AI hallucinate. Do you ever double check the output?
6•jackota•1h ago
Been building AI workflows and then randomly hallucinate and do something stupid so I end up manually checking everything anyway to approve the AI generated content (messages, emails, invoices,ecc.), which defeats the whole point.
Anyone else? How did you manage it?
Comments
AlexeyBrin•1h ago
You can't 100% be sure the AI won't hallucinate. If you don't want to manually check it, you can have a different AI check it and if it finds something suspect flag it for a human to verify it. Even better have 2 different AIs check the output and if they don't agree flag it.
Gioppix•1h ago
I also don't trust LLMs, but I still find automations useful. Even with human-in-the-loop they save a bunch of time. Clicking "Approve & Send" is much quicker than manually writing out the email, and I just rewrite the 5% that contains hallucinations.
Zigurd•1h ago
You have put your finger on why agent assisted coding often doesn't suck, and other use cases of LLMs often do suck. Lint and the compiler get there licks in before you even smoke test the code. There aren't two layers of deterministic, algorithmic checking for your emails or invoices.

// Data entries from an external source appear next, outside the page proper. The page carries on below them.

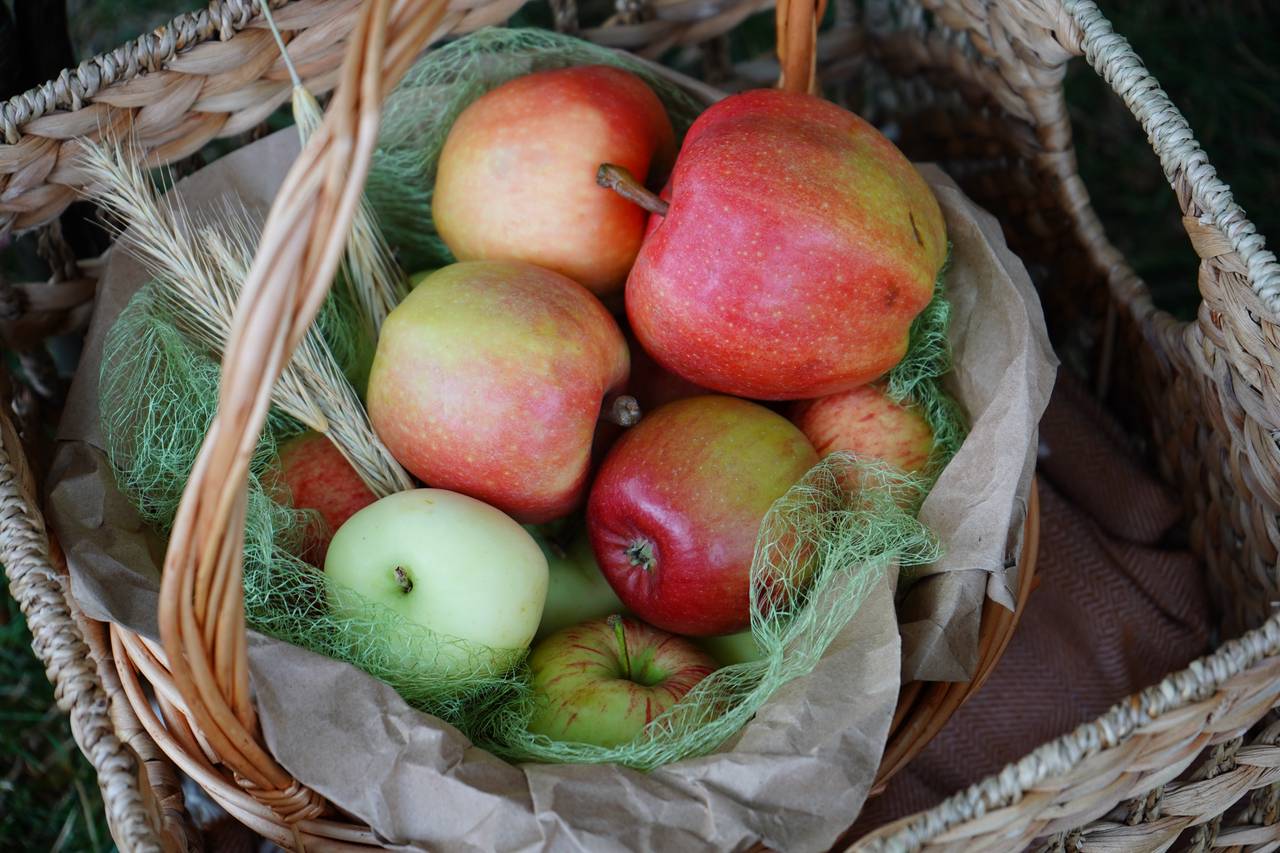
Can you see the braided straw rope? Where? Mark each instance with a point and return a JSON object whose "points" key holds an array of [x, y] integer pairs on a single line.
{"points": [[192, 91], [40, 592]]}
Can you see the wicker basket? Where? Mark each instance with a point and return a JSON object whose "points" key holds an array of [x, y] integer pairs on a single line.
{"points": [[976, 86]]}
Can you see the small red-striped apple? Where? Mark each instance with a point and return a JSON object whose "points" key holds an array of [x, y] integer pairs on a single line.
{"points": [[868, 424], [603, 682], [320, 478]]}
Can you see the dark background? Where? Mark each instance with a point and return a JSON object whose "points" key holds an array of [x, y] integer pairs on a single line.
{"points": [[1217, 62]]}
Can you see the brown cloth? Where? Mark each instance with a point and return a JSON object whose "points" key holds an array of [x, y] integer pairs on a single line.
{"points": [[1120, 603]]}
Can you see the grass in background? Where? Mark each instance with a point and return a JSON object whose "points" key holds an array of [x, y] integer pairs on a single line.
{"points": [[49, 797], [1219, 64]]}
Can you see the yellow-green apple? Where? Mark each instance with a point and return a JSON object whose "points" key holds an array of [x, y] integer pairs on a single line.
{"points": [[320, 478], [677, 503], [452, 565], [516, 178], [798, 246], [489, 379], [576, 591], [603, 682], [867, 423]]}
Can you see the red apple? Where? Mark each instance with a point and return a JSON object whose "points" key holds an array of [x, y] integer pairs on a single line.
{"points": [[516, 178], [320, 478], [676, 507], [603, 682], [798, 247], [654, 386], [489, 379], [867, 423]]}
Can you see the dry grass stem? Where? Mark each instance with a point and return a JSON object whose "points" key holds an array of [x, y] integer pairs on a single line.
{"points": [[202, 265]]}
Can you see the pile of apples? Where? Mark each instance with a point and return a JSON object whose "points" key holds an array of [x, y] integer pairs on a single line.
{"points": [[598, 345]]}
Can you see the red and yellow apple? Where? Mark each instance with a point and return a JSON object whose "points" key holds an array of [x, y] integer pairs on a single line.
{"points": [[798, 247], [603, 682], [676, 507], [489, 379], [516, 178], [868, 424], [320, 478], [654, 386]]}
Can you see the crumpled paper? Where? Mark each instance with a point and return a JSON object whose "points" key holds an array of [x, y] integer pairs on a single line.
{"points": [[792, 779]]}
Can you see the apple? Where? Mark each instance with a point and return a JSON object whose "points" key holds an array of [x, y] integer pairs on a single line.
{"points": [[677, 503], [603, 682], [654, 386], [452, 565], [576, 591], [796, 247], [516, 178], [320, 478], [867, 423], [732, 648], [489, 379]]}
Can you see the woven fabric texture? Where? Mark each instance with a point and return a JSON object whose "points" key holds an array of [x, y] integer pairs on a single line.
{"points": [[1120, 603]]}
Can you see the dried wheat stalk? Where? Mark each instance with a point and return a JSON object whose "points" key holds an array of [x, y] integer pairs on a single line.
{"points": [[202, 265], [369, 267]]}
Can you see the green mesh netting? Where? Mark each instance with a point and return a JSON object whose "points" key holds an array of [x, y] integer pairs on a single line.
{"points": [[819, 550]]}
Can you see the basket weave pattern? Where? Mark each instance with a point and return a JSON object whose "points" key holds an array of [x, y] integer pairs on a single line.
{"points": [[973, 83]]}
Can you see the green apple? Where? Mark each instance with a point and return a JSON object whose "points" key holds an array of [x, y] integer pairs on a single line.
{"points": [[732, 648], [576, 589], [603, 682], [451, 564]]}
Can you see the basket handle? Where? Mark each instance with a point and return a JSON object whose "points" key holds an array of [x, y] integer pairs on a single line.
{"points": [[201, 610], [798, 44], [1216, 226]]}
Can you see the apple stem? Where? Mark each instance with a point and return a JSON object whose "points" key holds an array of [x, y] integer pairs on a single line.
{"points": [[625, 411], [620, 633], [640, 553], [403, 580], [622, 182]]}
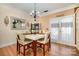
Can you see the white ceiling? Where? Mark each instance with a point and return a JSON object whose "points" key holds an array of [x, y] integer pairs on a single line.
{"points": [[28, 7]]}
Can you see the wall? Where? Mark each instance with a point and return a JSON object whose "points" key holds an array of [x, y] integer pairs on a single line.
{"points": [[8, 36], [77, 28], [45, 19]]}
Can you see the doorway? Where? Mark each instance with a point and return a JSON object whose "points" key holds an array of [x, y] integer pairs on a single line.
{"points": [[62, 29]]}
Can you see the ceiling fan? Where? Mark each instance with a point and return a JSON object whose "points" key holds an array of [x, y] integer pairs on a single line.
{"points": [[35, 14]]}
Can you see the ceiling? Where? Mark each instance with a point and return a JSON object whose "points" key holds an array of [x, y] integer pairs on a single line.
{"points": [[28, 7]]}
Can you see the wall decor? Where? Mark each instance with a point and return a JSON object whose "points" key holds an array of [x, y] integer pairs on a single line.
{"points": [[6, 20], [18, 23]]}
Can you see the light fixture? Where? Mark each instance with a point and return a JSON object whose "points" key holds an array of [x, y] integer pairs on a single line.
{"points": [[34, 13]]}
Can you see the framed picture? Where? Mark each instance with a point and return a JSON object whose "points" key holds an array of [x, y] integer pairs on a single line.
{"points": [[18, 23]]}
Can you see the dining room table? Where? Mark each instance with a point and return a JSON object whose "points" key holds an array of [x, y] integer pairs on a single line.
{"points": [[34, 37]]}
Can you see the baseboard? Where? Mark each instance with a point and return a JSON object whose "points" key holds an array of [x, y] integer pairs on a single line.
{"points": [[7, 44], [77, 48], [65, 44]]}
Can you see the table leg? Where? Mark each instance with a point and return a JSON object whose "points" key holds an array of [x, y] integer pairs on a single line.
{"points": [[34, 47]]}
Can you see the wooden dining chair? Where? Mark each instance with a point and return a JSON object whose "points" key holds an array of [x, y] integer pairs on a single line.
{"points": [[44, 42], [22, 42]]}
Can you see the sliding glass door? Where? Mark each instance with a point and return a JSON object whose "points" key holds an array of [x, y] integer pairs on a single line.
{"points": [[54, 30], [61, 29]]}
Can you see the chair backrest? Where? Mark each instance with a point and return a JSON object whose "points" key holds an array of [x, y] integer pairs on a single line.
{"points": [[46, 36], [21, 37]]}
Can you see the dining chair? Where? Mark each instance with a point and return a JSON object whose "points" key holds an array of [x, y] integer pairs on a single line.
{"points": [[22, 42], [43, 42]]}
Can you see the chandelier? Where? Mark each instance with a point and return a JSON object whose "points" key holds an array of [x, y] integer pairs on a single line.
{"points": [[35, 13]]}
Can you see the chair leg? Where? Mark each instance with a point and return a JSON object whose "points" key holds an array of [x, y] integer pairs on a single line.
{"points": [[48, 46], [43, 50], [24, 50]]}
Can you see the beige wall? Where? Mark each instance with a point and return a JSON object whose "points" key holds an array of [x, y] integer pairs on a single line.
{"points": [[77, 28], [8, 36], [45, 19]]}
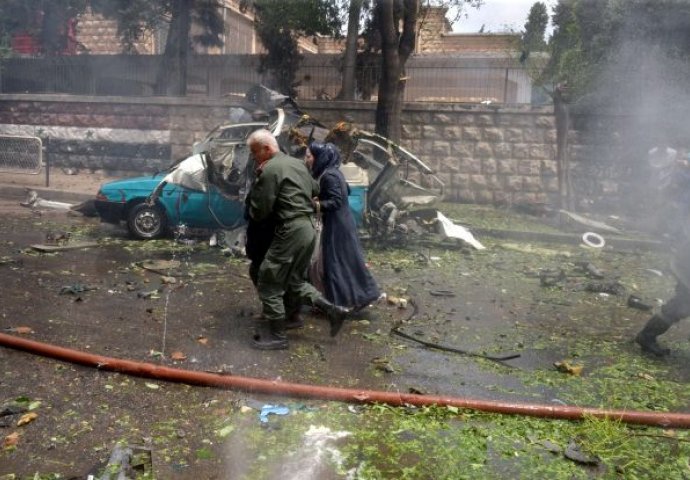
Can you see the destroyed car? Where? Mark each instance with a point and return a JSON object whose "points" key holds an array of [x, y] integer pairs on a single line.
{"points": [[207, 190]]}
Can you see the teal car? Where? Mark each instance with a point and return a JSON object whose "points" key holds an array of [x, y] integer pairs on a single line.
{"points": [[207, 189]]}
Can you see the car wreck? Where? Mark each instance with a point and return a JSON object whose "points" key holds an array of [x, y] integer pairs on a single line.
{"points": [[207, 189]]}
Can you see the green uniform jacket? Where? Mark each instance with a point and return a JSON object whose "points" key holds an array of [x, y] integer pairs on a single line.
{"points": [[285, 189]]}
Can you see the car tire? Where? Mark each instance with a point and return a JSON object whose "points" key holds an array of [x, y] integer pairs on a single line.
{"points": [[146, 221]]}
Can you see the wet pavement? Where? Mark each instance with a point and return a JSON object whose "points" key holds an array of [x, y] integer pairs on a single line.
{"points": [[190, 306]]}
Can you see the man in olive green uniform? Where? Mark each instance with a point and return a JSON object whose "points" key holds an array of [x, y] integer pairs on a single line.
{"points": [[285, 189], [674, 310]]}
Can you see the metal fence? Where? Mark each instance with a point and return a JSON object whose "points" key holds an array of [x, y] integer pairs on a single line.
{"points": [[429, 78], [20, 154]]}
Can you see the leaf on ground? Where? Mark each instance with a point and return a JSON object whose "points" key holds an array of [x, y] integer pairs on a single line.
{"points": [[204, 454], [27, 418], [20, 330], [178, 356], [11, 440]]}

So before anyone concludes that coding agents prove that AI can be useful, find some use cases with similar characteristics.
7777777phil•1h ago
I have been building Research automation with LangGraph for the past 2 months. We always put a human in the loop checkpoint after each critical step, might be annoying now but I think it will save us long-term.
codingdave•51m ago
Ever? More like always. Keeping humans in the loop is the current best practice. If you truly need to automate something that cannot afford a human checkpoint, find a deterministic solution for it, not LLMs.
varshith17•14m ago
Build validation layers, not trust. For structured outputs (invoices, emails), use JSON schemas + fact-checking prompts where a second AI call verifies critical fields against source data before you see it.
Real pattern: AI generates → automated validation catches type/format errors → second LLM does adversarial review ("check for hallucinated numbers/dates") → you review only flagged items + random samples. Turns "check everything" into "check exceptions," cuts review time 80%.
exabrial•7m ago
The new guys on my team do not check it. They already had problems checking their work, AI is just amplifying the actual human problem.